God provided the ultimate demonstration of His passionate desire for His people to be reconciled to Him by leaving the throne of heaven to be born into a manger in Bethlehem to live as a flesh-and-blood man. God chose to move from unlimited power and glory to live in a state of humble status, few possessions, pervasive misunderstandings, continuous rejection, physical abuse, and then, finally, the ultimate societal shame—death on the cross. He bore the spiritual burden of the sin of the world on His shoulders.
Sometimes people have difficulty understanding why God chose to break into history in the form of flesh and blood. Sometimes stories best address such perplexing questions. The Christmas story escapes some of us, mostly because we seek complete answers to our questions, and this one is so utterly simple. For the cynics, the skeptics, and the unconvinced, I submit a modern parable. I am unaware of the origin of the story below, but it continues to touch my heart and speak truth.
This is about a modern man, one of us. He was not a Scrooge. He was a kind, decent, mostly good man. He was generous to his family, upright in his dealings with other men, but he did not believe in all that incarnation stuff which the churches proclaim at Christmas time. It just didn't make sense, and he was too honest to pretend other wise. He just could not swallow the Jesus story and God's coming to earth as a man. "I am truly sorry to distress you," he told his wife, "but I am not going with you to church this Christmas Eve." He said he'd feel like a hypocrite, so he would much rather stay home. He stayed. They went.
Shortly after the family drove away, snow began to fall. He went to the window to watch the flurries getting heavier and heavier and then went back to his fireside chair to read his newspaper. Minutes later he was startled by a thudding sound, then another, then another. At first he thought someone must be throwing snowballs against his living room window. When he went to the front door to investigate, he found a flock of birds huddled miserably in the snow. They had been caught in the storm and in a desperate search for shelter had tried to fly though his large landscape window. He had compassion for them and wanted to help them. He couldn't let the poor creatures lie there and freeze.
He remembered the barn where his children stabled their pony that would provide a warm shelter if he could direct the birds into it. He quickly put on his coat and galoshes and tramped though the deepening snow to the barn. He opened the doors wide and turned on a light. But the birds did not come in. He figured food would entice them in. He hurried back to the house to fetch bread crumbs to sprinkle on the snow, in order to make a trail to the yellow-lighted wide-open doorway of the stable.
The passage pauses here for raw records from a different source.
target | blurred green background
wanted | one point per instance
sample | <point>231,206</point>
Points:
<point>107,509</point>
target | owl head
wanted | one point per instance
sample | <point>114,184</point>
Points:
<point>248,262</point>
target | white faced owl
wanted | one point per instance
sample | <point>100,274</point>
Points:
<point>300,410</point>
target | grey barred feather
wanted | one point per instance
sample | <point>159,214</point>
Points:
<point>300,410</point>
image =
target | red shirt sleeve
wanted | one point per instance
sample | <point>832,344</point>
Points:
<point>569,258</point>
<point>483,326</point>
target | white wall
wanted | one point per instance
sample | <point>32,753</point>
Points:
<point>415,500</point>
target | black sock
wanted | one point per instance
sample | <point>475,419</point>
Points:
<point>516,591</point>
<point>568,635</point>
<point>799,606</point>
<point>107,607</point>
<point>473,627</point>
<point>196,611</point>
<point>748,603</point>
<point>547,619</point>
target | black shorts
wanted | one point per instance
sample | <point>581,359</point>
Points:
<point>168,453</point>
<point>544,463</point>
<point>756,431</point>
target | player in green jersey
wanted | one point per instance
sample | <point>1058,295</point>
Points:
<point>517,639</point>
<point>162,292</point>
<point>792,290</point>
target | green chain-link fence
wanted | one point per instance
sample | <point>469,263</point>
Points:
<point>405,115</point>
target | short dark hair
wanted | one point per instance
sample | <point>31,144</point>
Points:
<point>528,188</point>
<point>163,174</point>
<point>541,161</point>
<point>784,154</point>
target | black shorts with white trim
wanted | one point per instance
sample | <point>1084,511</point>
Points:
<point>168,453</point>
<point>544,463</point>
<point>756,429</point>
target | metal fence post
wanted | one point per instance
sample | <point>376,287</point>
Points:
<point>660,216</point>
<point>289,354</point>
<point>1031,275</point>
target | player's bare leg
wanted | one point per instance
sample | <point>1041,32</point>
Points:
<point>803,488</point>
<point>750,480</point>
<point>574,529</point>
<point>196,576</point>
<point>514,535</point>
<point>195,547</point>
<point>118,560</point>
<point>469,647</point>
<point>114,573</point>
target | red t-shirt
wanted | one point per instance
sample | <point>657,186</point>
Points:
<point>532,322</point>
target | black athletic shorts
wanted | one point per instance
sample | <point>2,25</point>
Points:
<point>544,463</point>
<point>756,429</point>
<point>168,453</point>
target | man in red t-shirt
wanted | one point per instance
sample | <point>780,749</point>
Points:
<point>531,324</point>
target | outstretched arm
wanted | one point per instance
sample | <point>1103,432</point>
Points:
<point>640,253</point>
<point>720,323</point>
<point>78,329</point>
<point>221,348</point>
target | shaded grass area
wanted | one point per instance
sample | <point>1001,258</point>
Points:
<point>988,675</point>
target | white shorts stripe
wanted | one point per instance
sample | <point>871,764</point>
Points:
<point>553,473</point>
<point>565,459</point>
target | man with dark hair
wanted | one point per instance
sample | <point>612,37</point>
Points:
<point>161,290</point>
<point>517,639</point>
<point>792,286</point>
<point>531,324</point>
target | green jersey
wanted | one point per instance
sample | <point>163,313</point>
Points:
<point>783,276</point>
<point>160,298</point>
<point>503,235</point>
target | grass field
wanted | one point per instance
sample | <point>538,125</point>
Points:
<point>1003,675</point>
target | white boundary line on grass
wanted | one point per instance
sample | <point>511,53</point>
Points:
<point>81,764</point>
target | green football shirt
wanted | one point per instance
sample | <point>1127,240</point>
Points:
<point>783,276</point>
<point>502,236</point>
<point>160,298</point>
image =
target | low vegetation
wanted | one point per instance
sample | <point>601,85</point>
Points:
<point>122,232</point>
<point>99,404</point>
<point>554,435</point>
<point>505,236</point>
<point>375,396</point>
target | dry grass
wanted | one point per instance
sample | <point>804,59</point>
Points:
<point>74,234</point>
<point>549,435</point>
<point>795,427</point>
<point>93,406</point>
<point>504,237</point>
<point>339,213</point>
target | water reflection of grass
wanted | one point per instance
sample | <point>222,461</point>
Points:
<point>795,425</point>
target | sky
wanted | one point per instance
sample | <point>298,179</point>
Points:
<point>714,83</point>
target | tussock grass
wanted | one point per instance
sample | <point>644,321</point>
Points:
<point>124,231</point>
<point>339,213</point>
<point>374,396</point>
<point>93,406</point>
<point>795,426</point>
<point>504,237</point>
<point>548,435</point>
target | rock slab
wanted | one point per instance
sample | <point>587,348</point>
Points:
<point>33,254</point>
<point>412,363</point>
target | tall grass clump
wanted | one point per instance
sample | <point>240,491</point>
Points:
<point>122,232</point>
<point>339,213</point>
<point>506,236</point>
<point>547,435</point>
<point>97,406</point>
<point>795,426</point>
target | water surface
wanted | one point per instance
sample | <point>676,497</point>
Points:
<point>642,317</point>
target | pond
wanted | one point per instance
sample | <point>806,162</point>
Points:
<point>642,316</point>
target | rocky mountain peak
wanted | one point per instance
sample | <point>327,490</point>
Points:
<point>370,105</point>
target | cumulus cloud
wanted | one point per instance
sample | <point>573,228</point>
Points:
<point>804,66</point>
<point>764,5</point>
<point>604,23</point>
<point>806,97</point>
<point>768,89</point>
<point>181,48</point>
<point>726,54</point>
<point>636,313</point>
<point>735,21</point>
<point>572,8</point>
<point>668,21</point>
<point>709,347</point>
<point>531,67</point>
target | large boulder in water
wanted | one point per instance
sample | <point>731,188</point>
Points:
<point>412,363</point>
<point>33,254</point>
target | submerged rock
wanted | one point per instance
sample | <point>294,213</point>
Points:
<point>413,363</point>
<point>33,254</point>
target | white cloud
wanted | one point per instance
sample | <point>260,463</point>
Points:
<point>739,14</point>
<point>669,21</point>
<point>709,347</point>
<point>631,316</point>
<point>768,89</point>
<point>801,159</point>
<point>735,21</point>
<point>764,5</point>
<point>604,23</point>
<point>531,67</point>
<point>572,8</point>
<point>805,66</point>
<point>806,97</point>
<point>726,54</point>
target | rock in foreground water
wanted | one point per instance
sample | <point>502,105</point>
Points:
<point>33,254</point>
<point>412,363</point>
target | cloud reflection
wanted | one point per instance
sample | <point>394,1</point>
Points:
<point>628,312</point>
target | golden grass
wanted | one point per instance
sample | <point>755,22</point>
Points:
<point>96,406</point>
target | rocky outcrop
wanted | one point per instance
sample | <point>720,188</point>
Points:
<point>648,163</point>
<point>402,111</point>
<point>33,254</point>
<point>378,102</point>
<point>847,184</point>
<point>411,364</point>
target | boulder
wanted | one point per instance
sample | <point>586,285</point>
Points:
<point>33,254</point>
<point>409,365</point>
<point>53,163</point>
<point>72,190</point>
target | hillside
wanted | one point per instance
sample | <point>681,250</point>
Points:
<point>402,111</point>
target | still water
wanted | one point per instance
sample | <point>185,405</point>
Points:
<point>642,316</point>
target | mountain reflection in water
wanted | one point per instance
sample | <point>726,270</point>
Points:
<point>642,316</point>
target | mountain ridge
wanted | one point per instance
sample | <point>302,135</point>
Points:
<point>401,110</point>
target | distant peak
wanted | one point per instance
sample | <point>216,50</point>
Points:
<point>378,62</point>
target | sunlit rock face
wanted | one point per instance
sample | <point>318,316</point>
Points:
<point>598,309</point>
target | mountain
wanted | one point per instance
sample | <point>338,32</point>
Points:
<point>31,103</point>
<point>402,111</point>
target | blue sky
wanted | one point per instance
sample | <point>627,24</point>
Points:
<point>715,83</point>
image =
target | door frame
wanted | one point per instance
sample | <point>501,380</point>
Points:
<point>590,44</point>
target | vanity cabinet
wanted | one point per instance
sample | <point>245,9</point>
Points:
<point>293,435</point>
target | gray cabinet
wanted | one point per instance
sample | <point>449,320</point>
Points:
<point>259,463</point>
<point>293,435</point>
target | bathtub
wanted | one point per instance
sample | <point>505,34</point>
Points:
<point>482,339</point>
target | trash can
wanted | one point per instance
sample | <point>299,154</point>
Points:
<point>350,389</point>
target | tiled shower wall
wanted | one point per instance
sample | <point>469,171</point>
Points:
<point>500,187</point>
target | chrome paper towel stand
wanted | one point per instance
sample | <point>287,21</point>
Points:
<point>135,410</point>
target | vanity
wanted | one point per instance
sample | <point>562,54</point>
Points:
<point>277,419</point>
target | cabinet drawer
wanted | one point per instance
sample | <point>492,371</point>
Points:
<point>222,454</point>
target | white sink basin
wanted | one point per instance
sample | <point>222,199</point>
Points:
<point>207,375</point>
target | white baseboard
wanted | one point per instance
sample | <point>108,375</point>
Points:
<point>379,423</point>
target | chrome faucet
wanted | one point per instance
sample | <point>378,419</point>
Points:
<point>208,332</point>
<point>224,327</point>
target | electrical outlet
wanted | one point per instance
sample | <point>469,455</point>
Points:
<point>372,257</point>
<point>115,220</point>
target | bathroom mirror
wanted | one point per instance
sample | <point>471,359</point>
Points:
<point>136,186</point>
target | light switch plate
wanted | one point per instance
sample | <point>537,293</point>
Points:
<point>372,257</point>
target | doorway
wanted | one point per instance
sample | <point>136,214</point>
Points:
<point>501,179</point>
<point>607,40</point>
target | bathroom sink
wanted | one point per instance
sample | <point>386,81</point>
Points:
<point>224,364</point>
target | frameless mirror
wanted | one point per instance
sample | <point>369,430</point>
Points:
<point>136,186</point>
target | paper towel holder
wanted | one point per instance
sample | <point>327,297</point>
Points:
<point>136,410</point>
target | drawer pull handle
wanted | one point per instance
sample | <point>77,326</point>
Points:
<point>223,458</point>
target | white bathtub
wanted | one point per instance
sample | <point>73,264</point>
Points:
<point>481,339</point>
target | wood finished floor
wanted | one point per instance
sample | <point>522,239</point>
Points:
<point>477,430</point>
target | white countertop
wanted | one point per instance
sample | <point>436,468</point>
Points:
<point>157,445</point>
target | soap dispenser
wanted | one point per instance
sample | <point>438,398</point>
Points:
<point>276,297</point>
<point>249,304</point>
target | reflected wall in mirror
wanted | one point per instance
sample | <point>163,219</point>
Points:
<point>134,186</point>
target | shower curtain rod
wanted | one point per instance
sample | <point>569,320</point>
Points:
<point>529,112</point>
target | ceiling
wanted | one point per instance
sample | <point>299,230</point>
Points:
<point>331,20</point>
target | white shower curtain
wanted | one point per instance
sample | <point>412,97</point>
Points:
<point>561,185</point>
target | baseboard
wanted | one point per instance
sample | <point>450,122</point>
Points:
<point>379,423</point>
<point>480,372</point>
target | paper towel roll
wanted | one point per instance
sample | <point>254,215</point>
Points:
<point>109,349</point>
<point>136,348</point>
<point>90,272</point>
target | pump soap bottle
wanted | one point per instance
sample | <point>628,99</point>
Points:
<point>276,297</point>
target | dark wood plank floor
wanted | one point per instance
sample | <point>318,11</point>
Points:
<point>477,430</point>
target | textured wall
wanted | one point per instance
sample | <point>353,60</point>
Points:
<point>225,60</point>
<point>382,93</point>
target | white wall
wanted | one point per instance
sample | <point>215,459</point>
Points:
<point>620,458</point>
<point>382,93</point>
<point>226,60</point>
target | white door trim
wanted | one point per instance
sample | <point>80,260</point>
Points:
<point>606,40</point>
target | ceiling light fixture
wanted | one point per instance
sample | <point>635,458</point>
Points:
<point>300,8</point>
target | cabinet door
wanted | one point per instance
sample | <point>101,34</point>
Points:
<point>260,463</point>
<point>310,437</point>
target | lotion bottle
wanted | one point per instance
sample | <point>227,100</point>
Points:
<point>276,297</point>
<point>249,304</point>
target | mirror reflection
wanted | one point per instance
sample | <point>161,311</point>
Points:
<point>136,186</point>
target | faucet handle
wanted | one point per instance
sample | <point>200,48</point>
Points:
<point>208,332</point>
But to his dismay the birds ignored the bread crumbs and continued to flop around helplessly in the snow. He tried catching them. He tried shooing them into the barn by walking around them waving his arms. Instead they scattered in every direction—except into the warm, lighted barn. Then he realized they were afraid of him. "To them," he reasoned, "I am a strange and terrifying creature. If only I could think of some way to let them know they can trust me, that I'm not trying to hurt them, but to help them." How? Any move he made tended to frighten them, confuse them. They just would not follow. They would not be led or shooed because they feared him.
He thought, If I could mingle with them and speak their language and tell them not to be afraid and show them the way to the safe, warm barn. But I'd have to be one of them so they could see and hear and understand. If only I could be a bird myself.
At that moment, the church bells began to ring. The sound reached his ears above the sounds of the wind. He stood there listening to the bells playing "Adeste Fidelis," pealing the glad tidings of Christmas. And he sank to his knees in the snow. At last, he understood God's heart towards mankind, and he fell on his knees in the snow. He had come to know the One who became one of us just to save us.